4. L’association UNADRAC, qui demande au tribunal d’annuler la décision autorisant les travaux de la RESA sur l’aéroport d’Avignon-Châteaublanc entrepris à l’initiative de la région Provence-Alpes-Côte d’Azur, se borne à produire une lettre de la région Provence-Alpes-Côte d’Azur du 10 octobre 2025 qui ne constitue pas une autorisation d’urbanisme, émanant au demeurant du porteur du projet. Si cette décision a été insérée dans le dossier télérecours comme étant la décision contestée, l’association requérante n’en demande pas l’annulation dans sa requête et en tout état de cause elle ne peut être analysée compte tenu de ses termes et de son auteur comme une réponse à un recours gracieux présenté contre une autorisation d’urbanisme. La requête étant dépourvue de la décision attaquée mentionnée aux dispositions de l’article R. 412-1 précitées et de toute référence permettant de l’identifier, l’association requérante a été invitée par un courrier du 14 novembre 2025 à régulariser sa requête dans un délai de huit jours, auquel elle a répondu par un courrier du 17 novembre 2025 sans produire une décision qu’elle était susceptible de contester dans le cadre de cette instance. L’association requérante n’a donc pas, à l’expiration du délai qui lui a été imparti, produit la décision attaquée ou justifié de l’impossibilité de la produire. Dès lors, la présente requête, qui n’a pas été régularisée à la date de la présente ordonnance, est entachée d’une irrecevabilité manifeste. Il y a lieu, par suite, de la rejeter en application des dispositions précitées du 4° de l’article R. 222-1 du code de justice administrative.

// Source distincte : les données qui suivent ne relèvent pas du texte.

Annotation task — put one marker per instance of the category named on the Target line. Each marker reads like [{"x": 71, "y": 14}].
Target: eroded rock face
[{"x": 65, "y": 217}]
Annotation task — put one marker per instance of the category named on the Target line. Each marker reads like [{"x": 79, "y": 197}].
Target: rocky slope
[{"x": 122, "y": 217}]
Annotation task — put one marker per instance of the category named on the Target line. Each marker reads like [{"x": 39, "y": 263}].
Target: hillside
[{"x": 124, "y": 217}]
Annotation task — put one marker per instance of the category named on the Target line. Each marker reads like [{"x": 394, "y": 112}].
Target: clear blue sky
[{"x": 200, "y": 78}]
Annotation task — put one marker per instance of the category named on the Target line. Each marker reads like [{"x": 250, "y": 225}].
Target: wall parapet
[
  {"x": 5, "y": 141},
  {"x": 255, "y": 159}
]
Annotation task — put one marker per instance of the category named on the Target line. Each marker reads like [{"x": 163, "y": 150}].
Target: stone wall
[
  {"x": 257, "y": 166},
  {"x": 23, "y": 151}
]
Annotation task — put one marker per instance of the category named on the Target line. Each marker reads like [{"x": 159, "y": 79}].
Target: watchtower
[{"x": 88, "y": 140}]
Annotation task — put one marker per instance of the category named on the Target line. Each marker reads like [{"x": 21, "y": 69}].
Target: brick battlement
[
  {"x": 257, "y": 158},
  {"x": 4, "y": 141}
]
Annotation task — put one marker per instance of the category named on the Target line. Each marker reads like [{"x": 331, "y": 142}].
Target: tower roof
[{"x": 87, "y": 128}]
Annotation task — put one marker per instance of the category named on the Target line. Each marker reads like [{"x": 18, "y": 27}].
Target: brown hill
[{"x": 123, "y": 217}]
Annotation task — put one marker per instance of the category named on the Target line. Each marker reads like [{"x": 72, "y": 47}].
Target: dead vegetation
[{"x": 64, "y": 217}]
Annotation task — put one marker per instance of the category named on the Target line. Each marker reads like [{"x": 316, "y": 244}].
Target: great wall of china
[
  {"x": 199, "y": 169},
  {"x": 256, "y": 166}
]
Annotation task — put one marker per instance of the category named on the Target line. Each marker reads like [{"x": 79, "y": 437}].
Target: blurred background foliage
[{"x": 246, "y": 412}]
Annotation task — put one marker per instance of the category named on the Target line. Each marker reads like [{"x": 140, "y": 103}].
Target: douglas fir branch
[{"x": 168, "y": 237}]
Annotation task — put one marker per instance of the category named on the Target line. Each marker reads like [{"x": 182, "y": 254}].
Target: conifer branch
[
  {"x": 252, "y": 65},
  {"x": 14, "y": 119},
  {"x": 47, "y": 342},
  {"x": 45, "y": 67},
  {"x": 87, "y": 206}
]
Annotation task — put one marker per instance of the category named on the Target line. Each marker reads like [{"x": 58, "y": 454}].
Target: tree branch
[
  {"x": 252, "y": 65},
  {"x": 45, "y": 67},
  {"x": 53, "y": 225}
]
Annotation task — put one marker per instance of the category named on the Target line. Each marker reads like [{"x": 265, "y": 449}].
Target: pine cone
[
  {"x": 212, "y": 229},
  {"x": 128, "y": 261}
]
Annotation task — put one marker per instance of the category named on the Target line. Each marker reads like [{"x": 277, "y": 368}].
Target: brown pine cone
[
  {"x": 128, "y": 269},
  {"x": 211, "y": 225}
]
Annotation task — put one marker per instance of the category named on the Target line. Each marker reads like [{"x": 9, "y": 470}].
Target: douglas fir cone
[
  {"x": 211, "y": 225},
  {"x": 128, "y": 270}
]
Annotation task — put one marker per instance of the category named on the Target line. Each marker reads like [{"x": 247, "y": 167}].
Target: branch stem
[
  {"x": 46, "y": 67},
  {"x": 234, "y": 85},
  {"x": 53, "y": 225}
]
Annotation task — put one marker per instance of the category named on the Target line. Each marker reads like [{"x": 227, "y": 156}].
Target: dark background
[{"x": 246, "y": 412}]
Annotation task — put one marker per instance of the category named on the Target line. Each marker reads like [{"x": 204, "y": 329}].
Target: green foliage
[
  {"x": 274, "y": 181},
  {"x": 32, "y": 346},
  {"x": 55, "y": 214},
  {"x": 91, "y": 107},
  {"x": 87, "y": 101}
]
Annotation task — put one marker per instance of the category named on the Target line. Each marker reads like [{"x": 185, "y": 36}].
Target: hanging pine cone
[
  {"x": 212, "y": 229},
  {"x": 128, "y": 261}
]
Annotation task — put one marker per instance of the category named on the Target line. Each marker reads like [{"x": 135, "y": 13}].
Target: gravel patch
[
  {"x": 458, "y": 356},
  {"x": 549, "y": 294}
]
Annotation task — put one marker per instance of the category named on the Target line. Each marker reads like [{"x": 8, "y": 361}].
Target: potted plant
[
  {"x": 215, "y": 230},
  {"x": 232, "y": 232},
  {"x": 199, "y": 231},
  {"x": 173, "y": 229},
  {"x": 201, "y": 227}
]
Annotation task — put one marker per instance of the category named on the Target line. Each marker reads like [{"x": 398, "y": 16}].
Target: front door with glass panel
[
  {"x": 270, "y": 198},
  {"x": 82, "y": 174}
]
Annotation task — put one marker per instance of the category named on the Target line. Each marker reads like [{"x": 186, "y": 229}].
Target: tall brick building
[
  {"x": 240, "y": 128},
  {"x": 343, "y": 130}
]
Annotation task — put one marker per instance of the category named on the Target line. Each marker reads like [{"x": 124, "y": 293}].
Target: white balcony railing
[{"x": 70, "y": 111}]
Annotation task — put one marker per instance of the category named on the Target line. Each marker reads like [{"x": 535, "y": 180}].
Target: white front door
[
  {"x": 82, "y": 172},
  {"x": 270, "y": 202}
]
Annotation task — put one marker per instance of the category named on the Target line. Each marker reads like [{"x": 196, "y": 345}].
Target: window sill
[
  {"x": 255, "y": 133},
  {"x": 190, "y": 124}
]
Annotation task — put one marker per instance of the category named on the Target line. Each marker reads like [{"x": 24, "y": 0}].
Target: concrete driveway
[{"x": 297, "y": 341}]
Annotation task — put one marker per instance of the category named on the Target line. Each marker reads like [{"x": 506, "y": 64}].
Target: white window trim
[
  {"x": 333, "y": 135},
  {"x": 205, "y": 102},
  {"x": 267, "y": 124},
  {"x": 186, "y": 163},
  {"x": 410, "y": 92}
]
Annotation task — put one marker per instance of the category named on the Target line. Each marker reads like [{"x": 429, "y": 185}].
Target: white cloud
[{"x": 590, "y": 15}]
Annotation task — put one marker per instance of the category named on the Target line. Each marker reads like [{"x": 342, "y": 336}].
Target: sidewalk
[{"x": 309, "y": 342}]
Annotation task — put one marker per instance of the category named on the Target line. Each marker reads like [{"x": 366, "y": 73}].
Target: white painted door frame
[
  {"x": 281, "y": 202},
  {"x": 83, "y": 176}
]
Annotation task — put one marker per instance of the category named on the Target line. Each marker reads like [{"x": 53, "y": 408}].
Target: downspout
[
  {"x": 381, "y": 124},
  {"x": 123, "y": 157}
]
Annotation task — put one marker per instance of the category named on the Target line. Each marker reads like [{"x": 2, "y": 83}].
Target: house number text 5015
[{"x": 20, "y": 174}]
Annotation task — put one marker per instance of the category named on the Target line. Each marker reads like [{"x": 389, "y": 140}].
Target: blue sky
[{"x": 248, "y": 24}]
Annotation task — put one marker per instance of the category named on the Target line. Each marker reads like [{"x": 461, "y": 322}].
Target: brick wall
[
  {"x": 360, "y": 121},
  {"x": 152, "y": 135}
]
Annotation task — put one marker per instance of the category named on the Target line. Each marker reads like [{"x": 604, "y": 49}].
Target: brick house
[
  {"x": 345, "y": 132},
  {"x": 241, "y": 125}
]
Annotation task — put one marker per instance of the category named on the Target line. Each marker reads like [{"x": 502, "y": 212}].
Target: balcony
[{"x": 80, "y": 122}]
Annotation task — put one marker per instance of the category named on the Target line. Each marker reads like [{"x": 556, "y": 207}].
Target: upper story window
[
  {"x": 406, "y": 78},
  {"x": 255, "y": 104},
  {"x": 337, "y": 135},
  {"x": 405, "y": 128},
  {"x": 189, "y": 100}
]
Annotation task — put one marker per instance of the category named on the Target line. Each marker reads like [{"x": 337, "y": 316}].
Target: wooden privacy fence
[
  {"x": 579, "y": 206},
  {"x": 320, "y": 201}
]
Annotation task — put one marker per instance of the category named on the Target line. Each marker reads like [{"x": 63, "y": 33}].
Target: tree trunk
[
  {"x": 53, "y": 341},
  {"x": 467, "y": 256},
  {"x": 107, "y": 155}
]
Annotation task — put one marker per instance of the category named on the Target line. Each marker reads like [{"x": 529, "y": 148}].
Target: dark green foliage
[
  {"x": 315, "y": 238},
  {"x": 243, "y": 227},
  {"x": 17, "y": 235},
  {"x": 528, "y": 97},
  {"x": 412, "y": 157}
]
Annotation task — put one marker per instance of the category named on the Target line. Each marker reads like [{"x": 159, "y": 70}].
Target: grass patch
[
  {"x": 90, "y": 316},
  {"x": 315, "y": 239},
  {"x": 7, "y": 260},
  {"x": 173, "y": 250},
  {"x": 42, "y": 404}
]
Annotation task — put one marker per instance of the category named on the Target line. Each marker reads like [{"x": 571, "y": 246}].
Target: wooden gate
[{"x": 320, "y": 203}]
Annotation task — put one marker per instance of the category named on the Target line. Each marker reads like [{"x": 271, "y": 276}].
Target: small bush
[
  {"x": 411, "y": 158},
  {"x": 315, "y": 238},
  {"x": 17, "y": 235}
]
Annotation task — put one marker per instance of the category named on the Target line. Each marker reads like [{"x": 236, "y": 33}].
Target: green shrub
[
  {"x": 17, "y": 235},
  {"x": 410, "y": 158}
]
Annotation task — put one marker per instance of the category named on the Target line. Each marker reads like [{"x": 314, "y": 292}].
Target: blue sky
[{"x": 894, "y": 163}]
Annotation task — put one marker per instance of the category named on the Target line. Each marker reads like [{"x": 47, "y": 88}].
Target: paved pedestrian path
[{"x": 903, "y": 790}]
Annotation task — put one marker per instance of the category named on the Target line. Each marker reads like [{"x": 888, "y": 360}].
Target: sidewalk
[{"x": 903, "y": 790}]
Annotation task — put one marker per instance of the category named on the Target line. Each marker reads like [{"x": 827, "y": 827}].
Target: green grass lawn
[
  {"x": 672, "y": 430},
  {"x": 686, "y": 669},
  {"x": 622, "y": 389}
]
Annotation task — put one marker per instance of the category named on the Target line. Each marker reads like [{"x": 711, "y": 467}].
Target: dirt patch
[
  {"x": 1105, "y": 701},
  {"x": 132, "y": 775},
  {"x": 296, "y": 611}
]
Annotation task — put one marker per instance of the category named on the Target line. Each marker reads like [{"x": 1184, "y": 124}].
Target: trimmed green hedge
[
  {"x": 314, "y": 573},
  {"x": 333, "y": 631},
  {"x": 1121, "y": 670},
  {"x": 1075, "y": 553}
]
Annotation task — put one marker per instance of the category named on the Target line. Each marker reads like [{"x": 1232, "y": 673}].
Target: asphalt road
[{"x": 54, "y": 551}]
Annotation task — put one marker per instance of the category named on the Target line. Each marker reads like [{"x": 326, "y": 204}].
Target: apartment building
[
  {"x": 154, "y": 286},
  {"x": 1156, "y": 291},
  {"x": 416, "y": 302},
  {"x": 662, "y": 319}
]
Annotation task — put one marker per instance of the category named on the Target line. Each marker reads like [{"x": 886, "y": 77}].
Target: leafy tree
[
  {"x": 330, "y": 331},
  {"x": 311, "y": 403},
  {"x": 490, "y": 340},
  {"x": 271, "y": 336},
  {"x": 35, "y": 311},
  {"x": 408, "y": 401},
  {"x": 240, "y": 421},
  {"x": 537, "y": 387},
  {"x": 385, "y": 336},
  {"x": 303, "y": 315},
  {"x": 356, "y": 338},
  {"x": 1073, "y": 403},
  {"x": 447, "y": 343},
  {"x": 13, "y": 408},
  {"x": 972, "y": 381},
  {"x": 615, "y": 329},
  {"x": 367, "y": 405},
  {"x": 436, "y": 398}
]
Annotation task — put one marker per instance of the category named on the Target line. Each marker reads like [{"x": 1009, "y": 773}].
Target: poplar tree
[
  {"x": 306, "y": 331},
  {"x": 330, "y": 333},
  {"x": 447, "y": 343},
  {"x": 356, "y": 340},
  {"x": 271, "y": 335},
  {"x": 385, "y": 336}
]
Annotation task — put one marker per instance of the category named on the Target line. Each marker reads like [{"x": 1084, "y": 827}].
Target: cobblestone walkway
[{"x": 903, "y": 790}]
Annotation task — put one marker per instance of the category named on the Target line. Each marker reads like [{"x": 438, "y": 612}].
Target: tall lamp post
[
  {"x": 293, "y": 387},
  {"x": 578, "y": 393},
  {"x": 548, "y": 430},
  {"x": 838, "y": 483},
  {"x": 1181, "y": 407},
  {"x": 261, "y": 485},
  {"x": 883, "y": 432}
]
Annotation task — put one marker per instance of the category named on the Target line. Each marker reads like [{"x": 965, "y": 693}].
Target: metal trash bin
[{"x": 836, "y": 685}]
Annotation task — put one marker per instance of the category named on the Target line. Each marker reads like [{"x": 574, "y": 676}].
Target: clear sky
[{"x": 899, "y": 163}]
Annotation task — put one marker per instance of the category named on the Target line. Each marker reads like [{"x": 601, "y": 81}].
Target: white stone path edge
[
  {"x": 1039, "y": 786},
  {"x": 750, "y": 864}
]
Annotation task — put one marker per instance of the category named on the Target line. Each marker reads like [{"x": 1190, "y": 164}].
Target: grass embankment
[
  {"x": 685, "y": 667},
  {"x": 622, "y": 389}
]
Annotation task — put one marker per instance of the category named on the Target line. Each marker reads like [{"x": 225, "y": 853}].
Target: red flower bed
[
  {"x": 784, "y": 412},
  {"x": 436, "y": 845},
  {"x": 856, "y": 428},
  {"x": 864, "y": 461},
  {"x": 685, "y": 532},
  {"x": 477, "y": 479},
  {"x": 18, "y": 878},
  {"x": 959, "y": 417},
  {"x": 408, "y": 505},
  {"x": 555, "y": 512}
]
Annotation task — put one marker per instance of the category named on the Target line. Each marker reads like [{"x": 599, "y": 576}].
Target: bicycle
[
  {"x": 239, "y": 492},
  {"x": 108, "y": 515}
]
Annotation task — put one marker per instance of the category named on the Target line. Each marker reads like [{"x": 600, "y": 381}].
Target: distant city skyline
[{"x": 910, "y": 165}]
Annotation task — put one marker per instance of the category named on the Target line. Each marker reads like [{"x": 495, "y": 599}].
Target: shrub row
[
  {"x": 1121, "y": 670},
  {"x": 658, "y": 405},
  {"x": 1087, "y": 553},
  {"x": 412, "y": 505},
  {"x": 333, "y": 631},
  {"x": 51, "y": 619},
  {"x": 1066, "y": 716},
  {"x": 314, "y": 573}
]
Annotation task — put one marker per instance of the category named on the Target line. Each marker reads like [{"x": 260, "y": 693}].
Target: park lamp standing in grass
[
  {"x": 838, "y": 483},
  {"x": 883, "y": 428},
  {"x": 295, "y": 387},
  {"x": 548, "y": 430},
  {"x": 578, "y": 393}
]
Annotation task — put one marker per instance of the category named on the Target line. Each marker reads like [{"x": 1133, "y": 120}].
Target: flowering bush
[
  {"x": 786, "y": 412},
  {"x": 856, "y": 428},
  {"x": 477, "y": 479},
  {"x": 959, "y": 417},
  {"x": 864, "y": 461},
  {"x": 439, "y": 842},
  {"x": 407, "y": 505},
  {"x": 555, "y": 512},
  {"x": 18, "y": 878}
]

Sur la requête n° 2504781 :

5. Dès lors qu’il est statué, par la présente ordonnance, sur les conclusions à fin d’annulation présentées par l’association requérante, les conclusions présentées sur le fondement de l’article L. 521-1 du code de justice administrative qui doivent être regardées comme s’y rapportant sont privées d’objet. Il n’y a donc plus lieu d’y statuer.


O R D O N N E :


Article 1er : Il n’y a pas lieu de statuer sur la requête n° 2504781.

Article 2 : La requête n° 2504804 de l’association UNADRAC est rejetée.

Article 3 : La présente ordonnance sera notifiée à l'association UNADRAC, à la région Provence-Alpes-Côte d'azur et au préfet de Vaucluse.


Fait à Nîmes, le 4 décembre 2025.


La présidente de la 1ère chambre,





C. BOYER

La République mande et ordonne au préfet de Vaucluse en ce qui le concerne ou à tous commissaires de justice à ce requis en ce qui concerne les voies de droit commun contre les parties privées de pourvoir à l’exécution de la présente décision.